[Editor’s Note: This is a guest post from Steven Podnos, MD, MBA, CFP®, the principal of Wealth Care LLC which provides fee-only financial planning and asset management to physician families nationwide. He also practices medicine as a Flight Surgeon and Critical Care physician in the US Air Force Reserve. He is a paid advertiser on the site.]

It seems that everyone has a financial “advisor,” even if some of them are now online “robo-advisors”.  What everyone is missing is that the advice (if any good) is limited to a portfolio asset allocation.

If the advisor is a robotic online program, you get a varying set of exchange-traded funds that are periodically rebalanced (whether or not that is the most advantageous system is somewhat controversial). If the “advisor” is a stockbroker (regardless of what their nameplate says), then you get a much more expensive asset allocation, often containing “investments” that pay the broker and their employer to be sold. If you have an insurance agent as an “advisor”, then you get sold some variant of whole life insurance regardless of your real needs.

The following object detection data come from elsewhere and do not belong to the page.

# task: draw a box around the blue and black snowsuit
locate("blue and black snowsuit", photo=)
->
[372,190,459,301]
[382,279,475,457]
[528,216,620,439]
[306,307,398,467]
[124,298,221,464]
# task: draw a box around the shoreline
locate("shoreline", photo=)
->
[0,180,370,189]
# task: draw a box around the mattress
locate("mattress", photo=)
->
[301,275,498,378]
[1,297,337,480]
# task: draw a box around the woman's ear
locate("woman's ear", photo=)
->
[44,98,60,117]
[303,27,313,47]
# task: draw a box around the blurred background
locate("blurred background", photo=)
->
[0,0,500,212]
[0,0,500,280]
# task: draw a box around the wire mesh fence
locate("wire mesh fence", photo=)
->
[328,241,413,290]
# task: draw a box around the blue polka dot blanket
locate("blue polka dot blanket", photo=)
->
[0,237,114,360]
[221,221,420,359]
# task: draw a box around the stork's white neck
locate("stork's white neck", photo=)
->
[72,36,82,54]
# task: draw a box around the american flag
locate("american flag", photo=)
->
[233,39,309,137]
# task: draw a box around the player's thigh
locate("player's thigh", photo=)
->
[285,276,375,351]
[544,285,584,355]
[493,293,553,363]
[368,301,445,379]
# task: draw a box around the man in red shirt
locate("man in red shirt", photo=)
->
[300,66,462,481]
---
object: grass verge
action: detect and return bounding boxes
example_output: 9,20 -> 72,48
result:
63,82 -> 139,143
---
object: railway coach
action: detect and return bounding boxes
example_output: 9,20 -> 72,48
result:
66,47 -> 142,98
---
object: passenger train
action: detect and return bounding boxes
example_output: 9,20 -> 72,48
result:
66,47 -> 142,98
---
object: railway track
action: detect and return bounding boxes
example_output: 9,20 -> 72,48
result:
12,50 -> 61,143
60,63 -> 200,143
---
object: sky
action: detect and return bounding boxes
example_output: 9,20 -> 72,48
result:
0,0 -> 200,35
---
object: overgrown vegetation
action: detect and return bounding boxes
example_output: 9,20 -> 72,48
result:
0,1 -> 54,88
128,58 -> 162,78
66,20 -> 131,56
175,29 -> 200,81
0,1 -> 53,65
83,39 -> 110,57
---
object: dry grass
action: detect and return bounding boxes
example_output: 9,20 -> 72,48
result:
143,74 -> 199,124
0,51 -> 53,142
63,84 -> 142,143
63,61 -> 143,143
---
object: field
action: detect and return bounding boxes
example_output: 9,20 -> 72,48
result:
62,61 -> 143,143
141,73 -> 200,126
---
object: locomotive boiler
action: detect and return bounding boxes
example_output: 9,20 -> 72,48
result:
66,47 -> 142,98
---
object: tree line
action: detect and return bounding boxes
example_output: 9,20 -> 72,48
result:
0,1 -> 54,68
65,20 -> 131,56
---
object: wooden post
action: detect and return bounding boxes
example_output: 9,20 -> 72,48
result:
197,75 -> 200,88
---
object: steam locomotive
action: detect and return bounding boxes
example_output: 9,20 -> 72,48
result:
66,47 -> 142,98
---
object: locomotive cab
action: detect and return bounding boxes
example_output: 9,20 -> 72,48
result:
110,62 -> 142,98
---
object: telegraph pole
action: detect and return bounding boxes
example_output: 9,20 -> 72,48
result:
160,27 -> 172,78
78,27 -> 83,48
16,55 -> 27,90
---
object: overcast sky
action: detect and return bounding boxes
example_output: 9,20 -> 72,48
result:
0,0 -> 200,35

What’s missing from these “advisors” that provide the vast majority of financial services in this country? One word– advice!

Financial advice on investing is perhaps the least valuable function of a true advisor.  Here’s what you need to know: save enough, invest in a broadly diversified portfolio with mostly stocks (except for rare circumstances), and stay disciplined.  An advisor can help with all of this, but again, that’s the simple stuff.

True financial advice is much more complicated.  It involves an assessment of and recommendations for many aspects of your financial lives.  Here’s just a few:

 

Real Financial Advice

1. Asset Protection

Do you have knowledge of how asset protection works in your state?  Are your home and other assets titled in the most advantageous way?  Are you taking unnecessary risks (sharing a jetski, having your name on an adult child’s car, etc.)?  Do you have enough liability insurance?

2. Estate Planning

Do you have any documents?  Are they current?  Do you understand them?  If you are leaving money to your children, is it either controlled or (asset) protected properly in your documents?  Do you understand the tax law on portability and other ways to avoid estate taxes?  Do you understand gift tax laws while you are alive?  Have you thought out whether or not the trustees you pick can do the job?

3. Retirement Planning

How much money do you need to save now in order to retire with the lifestyle you seek? How long do you have to work? What are the risks to not achieving your goals (inflation, health issues, tax changes, investment returns and more), and how can you mitigate them?  Are your retirement savings protected from creditors (every state has different rules on some types of retirement accounts)?

4. Tax Planning

Are you optimizing your pretax contributions to retirement plans?  And do you have the right types of retirement plan(s)?  Are you maximizing allowable deductions? Do you have the right business structure (for example, using an S corporation to reduce Medicare taxes)?  Do you understand how your taxes will look in retirement?  Should you be considering a Roth IRA, a Roth 401k, and/or Roth conversions?

5. Educational Planning

How much money will you need to provide an education for your children?  Are the schools you are considering “worth it”?  What financial aid might be available? What are the best methods of saving for educational costs?

6. Insurance Planning

Steven Podnos

Steven Podnos, MD, MBA, CFP

Do you have enough life insurance?  Too much? Is it the right type? What will happen to your policies in the future?  Do you have enough disability insurance? Can you financially survive not working for a lifetime?  Is there enough to provide for funds after age 65 (when most policies stop paying), and to cover educational expenses for young children?  Do you understand the riders on your policy?  Have you considered long-term care insurance, with all the pluses and minuses involved in it?  How much would it cost?  Is your property/casualty insurance appropriate for your holdings?  Do you have enough liability coverage (see asset protection)? Do you have optimal health insurance for your needs?  Should you have a Health Savings Account?  Have you anticipated the possible costs of health care in retirement?

Think about who your “advisor” is (especially if you are your own advisor). Have you covered these topics?  If not, why not?  If you can’t answer the questions raised in this article, you need help.   A low-cost option to get help would be Vanguard’s personal advisory service, which costs about 0.3% a year.  Getting personal advice will run about 1% a year with a fee-only financial planner (find these Fiduciaries at Napfa.com) on amounts of around 1 million dollars of assets managed. But blended fees drop in almost all cases towards Vanguards costs as you accumulate wealth.  You can also find fee-only hourly planning advice without asset management at the Napfa site and with Google.